A setback or an opportunity?

Amos-6 (photo credit: ISRAEL SPACE AGENCY)
Amos-6
(photo credit: ISRAEL SPACE AGENCY)
Israel’s remote sensing industry will remain in business indefinitely, due to the strategic need for spies in space, but the communications satellite (ComSat) sector is a different story.
Absent a new government policy and sufficient multiyear funding, the Amos-6 satellite that exploded earlier this month in Cape Canaveral, Florida aboard a Space-X launcher could very well be the last of the ComSats produced by state-owned IAI.
Unlike the Ofek and its Eros offspring, which weigh no more than 400 kilograms, are launched primarily from Israel and orbit Earth every 90 minutes, latest Amos satellites weigh in at 5.3 tons, are always deployed by foreign launchers, and remain in geostationary orbit at the Israeli government-procured slot of 4-degrees West longitude.
While Israel’s defense establishment and various sectors of the Israeli economy have come to rely on Amosprovided services, alternatives do exist.

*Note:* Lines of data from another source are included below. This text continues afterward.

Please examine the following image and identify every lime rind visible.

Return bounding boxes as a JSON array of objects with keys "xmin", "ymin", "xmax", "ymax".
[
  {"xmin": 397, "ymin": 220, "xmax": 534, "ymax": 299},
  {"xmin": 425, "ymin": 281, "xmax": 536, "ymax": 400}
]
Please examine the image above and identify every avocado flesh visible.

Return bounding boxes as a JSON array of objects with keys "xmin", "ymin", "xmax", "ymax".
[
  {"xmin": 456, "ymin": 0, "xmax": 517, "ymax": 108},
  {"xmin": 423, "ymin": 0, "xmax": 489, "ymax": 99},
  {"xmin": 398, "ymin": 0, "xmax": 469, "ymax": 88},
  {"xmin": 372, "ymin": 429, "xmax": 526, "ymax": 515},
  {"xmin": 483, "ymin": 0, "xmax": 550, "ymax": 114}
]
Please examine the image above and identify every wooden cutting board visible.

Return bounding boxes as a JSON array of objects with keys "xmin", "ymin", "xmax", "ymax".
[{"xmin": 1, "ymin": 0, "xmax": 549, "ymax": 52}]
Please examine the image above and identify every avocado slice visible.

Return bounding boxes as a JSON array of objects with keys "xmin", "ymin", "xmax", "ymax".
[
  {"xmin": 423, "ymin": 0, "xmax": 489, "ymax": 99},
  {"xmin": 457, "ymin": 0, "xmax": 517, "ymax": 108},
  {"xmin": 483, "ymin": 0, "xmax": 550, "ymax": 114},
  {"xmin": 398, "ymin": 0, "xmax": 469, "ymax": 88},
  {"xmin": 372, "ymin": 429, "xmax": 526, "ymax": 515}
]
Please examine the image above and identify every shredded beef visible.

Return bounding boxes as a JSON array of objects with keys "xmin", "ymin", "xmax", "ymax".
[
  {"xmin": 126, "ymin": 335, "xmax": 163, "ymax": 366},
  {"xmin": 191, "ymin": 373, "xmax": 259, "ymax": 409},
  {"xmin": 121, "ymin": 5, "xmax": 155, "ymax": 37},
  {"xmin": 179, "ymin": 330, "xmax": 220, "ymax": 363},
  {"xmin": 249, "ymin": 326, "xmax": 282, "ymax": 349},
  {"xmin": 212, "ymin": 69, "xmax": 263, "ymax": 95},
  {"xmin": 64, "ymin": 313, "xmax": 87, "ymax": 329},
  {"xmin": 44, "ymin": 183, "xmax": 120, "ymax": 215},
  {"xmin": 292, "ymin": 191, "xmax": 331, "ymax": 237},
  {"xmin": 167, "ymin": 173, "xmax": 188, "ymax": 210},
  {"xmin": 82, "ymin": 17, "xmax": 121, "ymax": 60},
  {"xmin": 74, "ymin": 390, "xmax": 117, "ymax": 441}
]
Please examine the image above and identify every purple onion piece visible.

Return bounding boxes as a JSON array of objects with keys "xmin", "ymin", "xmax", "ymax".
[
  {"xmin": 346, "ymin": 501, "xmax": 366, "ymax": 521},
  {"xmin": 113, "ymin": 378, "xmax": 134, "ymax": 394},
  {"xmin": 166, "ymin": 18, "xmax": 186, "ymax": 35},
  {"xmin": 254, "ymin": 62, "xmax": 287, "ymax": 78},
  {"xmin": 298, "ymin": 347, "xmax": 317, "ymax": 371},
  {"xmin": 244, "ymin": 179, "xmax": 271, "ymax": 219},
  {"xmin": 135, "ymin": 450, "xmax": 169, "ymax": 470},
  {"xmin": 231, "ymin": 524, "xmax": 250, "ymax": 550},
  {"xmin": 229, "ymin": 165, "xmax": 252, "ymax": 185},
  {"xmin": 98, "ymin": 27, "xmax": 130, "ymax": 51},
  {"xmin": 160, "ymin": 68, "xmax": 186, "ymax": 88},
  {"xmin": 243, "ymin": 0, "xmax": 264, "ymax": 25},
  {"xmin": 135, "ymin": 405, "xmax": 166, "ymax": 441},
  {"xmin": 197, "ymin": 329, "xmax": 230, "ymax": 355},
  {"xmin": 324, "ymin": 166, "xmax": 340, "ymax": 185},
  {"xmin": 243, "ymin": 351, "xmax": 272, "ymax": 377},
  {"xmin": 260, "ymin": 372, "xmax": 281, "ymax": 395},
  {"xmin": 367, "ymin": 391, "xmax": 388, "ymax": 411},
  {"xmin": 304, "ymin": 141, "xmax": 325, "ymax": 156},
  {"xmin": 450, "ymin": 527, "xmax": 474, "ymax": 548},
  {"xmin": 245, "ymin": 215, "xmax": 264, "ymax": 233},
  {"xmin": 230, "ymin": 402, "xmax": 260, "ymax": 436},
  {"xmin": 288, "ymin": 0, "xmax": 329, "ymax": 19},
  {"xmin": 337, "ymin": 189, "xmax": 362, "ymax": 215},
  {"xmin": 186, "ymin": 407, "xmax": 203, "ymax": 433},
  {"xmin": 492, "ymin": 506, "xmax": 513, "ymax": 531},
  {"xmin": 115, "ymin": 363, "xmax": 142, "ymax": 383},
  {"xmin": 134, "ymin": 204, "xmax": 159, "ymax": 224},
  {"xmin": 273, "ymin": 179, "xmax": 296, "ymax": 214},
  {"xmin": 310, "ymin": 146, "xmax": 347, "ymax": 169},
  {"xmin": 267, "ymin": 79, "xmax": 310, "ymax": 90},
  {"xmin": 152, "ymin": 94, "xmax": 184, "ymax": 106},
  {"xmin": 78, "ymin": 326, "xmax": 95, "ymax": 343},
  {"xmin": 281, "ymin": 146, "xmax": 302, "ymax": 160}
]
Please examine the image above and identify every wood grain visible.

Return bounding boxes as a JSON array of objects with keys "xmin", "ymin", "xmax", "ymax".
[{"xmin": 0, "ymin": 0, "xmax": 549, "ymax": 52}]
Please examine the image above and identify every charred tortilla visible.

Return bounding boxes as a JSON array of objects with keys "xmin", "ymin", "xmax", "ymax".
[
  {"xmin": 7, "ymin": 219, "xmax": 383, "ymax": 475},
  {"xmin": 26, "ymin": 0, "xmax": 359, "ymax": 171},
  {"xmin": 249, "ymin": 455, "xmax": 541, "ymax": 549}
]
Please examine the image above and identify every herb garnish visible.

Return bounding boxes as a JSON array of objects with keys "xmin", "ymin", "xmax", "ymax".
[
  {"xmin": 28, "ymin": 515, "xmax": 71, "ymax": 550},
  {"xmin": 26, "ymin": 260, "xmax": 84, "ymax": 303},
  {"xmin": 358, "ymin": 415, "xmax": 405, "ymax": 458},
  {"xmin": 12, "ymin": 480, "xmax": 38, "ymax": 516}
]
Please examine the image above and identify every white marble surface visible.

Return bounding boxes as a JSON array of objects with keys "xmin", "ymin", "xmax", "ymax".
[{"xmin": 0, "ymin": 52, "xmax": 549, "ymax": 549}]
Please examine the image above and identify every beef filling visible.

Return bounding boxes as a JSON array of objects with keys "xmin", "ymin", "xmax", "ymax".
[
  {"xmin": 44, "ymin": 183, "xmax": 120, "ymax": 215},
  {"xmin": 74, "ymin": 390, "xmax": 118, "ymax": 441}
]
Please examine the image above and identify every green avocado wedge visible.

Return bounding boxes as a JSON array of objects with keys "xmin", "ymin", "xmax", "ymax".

The government has never codified the need for a dedicated ComSat or declared the Amos-series of satellites as a national strategic asset.
Had that planned September 3 launch been successful, Tel Aviv-based Spacecom, owners and operators of the IAI-built series of Amos satellites, would most likely have consummated its planned sale to Xinwei Technology Group, a Chinese conglomerate, for $285 million in cash. Once Spacecom was in Chinese hands, the Israeli government would have had significantly reduced influence, not only on the services it receives from the transmitting spacecraft, but on the companies it selects to build follow-up satellites in the Amos line.
Like ImageSat International, the company created to vector additional demand for locally built imaging satellites, Spacecom is an IAI spinoff, an entity born from the desire to promote Israel’s ComSat sector.
IAI sold off its shares of Spacecom in 2010 for reasons that are still unclear to its CEO, Yossi Weiss. “I don’t know why we sold our shares. It must have been for a good reason,” he said.
Since then, the publicly traded Tel Aviv-based satellite operator has made clear that its first duty is to its shareholders. If IAI cannot prove competitive – as was the case with Amos-5, a satellite ultimately awarded to a Russian firm – Spacecom is not obliged to sustain this sector of Israel’s satellite industry.
Weiss says IAI is developing a small, electrically powered ComSat projected to weigh less than half and cost “tens of percents” less than comparable spacecraft on today’s market. But due to nonexistent quantities of scale, he says IAI will need $40 million to $50 million annually to remain globally competitive.
Science, Technology and Space Minister Ofer Akunis has pledged to pursue government action aimed at retaining Israel’s indigenous ComSat capabilities. And experts at Israel’s Fisher Institute for Strategic Air and Space Studies are urging the government to declare a national need for a dedicated ComSat.
Only time will tell if the launch pad loss of Amos-6 is an irreversible strategic setback or an opportunity to revive and secure Israel’s ComSat sector.